Il ne peut donc être question, dans ce verset, que d'un don fait aux
nécessiteux. On voit que pareil don a été décrit comme ayant été fait
"dans le chemin de Dieu".
Un autre exemple : Yazîd ibn Abî
Maryam raconte : "'Abâya ibn Râfi' me rattrapa alors que je me rendais
à pied à la prière du vendredi et que lui était sur une monture. Il me
dit : "Une bonne nouvelle pour toi : les pas que tu fais là sont dans le chemin de Dieu.
(Et) j'ai entendu Abû 'Abs dire : le Prophète (sur lui la paix) a dit :
"Celui dont les deux pieds se seront couverts de poussière dans le
chemin de Dieu, le feu (de la géhenne) ne pourra le toucher""" (at-Tirmidhî 1632, an-Nassâï 3116, avec Fat'h ul-bârî
2/503 ; une version voisine est rapportée par al-Bukhârî 865, 2656).
Voyez : quand on se rend à la prière du vendredi, on est dans le chemin
de Dieu.
Un autre exemple encore : Le Prophète a dit : "Celui qui sort (de chez de lui) à la recherche de la connaissance est dans le chemin de Dieu jusqu'à ce qu'il rentre" (at-Tirmidhî 2647 ; ce hadîth est cependant dh'aîf d'après al-Albânî, suivant en cela al-'Uqaylî).
En maints passages du Coran on trouve aussi la formule "sadd 'an sabîl illâh" : "empêcher [les gens de suivre] le chemin de Dieu"

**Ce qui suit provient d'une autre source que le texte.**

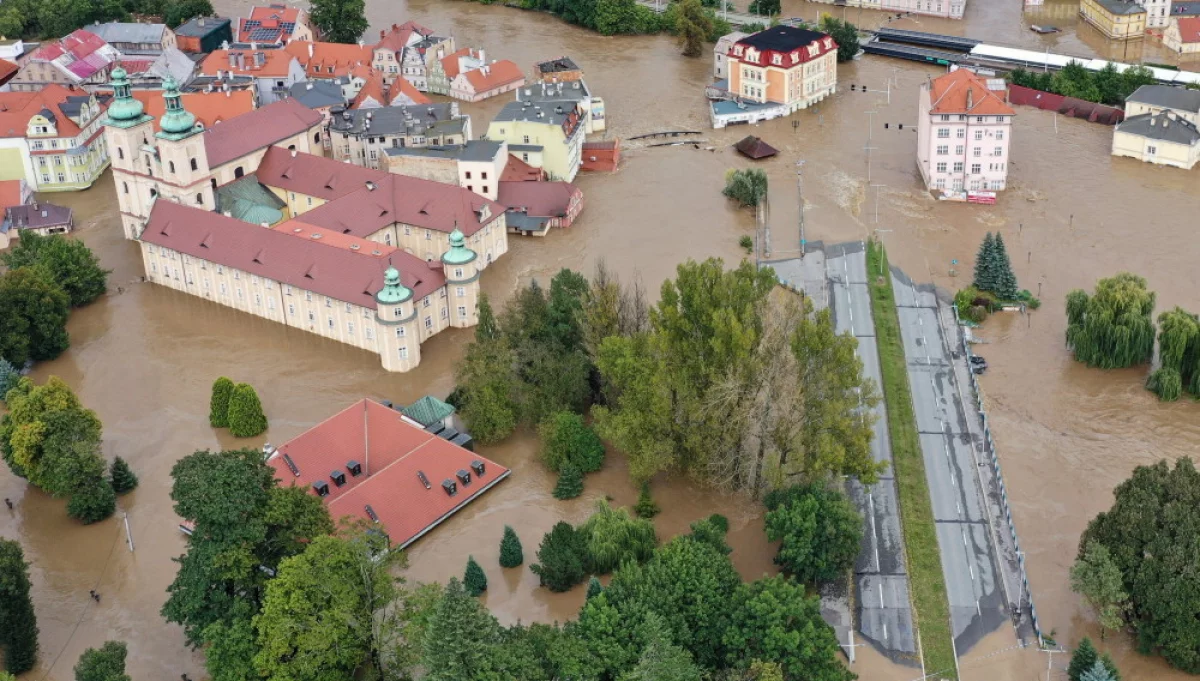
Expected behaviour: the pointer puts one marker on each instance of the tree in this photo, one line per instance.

(par exemple en 3/99, 4/167, 7/45, 8/36, 16/88, 47/1, etc.). Jalâl
ud-dîn as-Suyûtî commente, en 3/99, les mots "chemin de Dieu" par
"religion de Dieu" (Tafsîr al-Jalâlayn). Soit ce verset parle
du fait d'empêcher les croyants de pratiquer le bien, ce qui renvoie
clairement au sens que nous venons de voir. Soit ce verset parle
d'empêcher les hommes d'adhérer, de leur choix libre et clairvoyant, à
l'islam ; dans ce cas cela rejoint également ce sens large – "A" –,
dans la mesure où l'adhésion à l'islam est la première et la plus
importante action agréée par Dieu puisque, pour toute personne qui a
pris connaissance du message de Muhammad (sur lui la paix), elle
constitue la condition pour l'acceptation par Dieu des autres actes de
bien qu'elle fait.
B) La formule "dans le chemin de Dieu" a aussi, cependant, un sens plus restreint, qui fait qu'elle signifie alors : "pour la cause de la religion que Dieu agrée".

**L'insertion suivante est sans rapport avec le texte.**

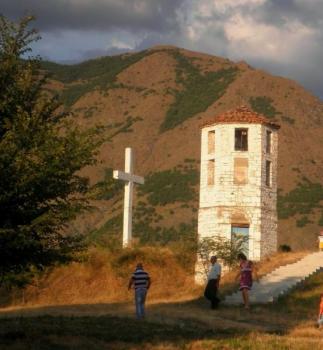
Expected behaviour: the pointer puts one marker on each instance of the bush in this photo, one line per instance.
(301, 200)
(263, 105)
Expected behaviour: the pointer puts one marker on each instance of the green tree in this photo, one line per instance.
(225, 249)
(41, 154)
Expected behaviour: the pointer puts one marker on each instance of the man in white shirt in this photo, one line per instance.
(214, 276)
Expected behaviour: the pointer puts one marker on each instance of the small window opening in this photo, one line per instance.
(268, 141)
(268, 173)
(211, 141)
(210, 172)
(241, 140)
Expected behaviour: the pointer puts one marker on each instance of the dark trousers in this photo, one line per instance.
(211, 293)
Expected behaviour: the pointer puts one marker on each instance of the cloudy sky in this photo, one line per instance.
(282, 36)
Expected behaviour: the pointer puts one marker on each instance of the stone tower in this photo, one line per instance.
(238, 185)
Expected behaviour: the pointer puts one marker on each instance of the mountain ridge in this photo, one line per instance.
(135, 95)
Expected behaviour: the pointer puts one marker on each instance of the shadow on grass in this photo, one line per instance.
(103, 328)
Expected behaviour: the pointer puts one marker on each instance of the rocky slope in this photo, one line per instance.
(155, 102)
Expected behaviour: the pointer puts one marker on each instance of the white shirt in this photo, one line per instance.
(214, 272)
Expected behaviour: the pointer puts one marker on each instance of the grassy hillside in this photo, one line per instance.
(155, 102)
(190, 324)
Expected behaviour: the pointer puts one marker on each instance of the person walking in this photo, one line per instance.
(141, 281)
(245, 278)
(213, 283)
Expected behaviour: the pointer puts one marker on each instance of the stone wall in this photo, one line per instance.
(239, 193)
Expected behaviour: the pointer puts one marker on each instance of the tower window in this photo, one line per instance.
(240, 171)
(210, 172)
(268, 173)
(241, 140)
(211, 141)
(268, 141)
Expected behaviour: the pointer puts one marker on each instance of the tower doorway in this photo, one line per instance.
(241, 231)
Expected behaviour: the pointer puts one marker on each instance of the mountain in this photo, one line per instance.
(155, 101)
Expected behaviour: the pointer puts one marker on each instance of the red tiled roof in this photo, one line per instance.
(241, 115)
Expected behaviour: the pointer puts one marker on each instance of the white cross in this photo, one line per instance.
(130, 179)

C'est avec ce sens que la formule est utilisée après le terme "jihâd", comme dans ce verset coranique : "O
vous qui avez apporté foi, craignez Dieu, cherchez le moyen qui (vous
rapprochera) de Lui, et faites le jihâd dans Son chemin. Peut-être
serez-vous alors de ceux qui réussissent" (Coran 5/35). "Faire le jihâd dans le chemin de Dieu" signifie donc : "Faire le jihâd pour la cause de la religion que Dieu agrée". On rappelle que le terme jihâd signifie "faire l'effort" et n'a pas un sens spécifiquement militaire : pour en savoir plus, cliquez ici et ici (voir le point C,
où est relaté le propos où an-Nadwî l'a de même rappelé). Al-Qardhâwî,
après avoir relaté ces deux sens que revêt la formule "dans le chemin
de Dieu", l'a lui aussi rappelé (cf. Fiqh uz-zakât, pp. 702-705).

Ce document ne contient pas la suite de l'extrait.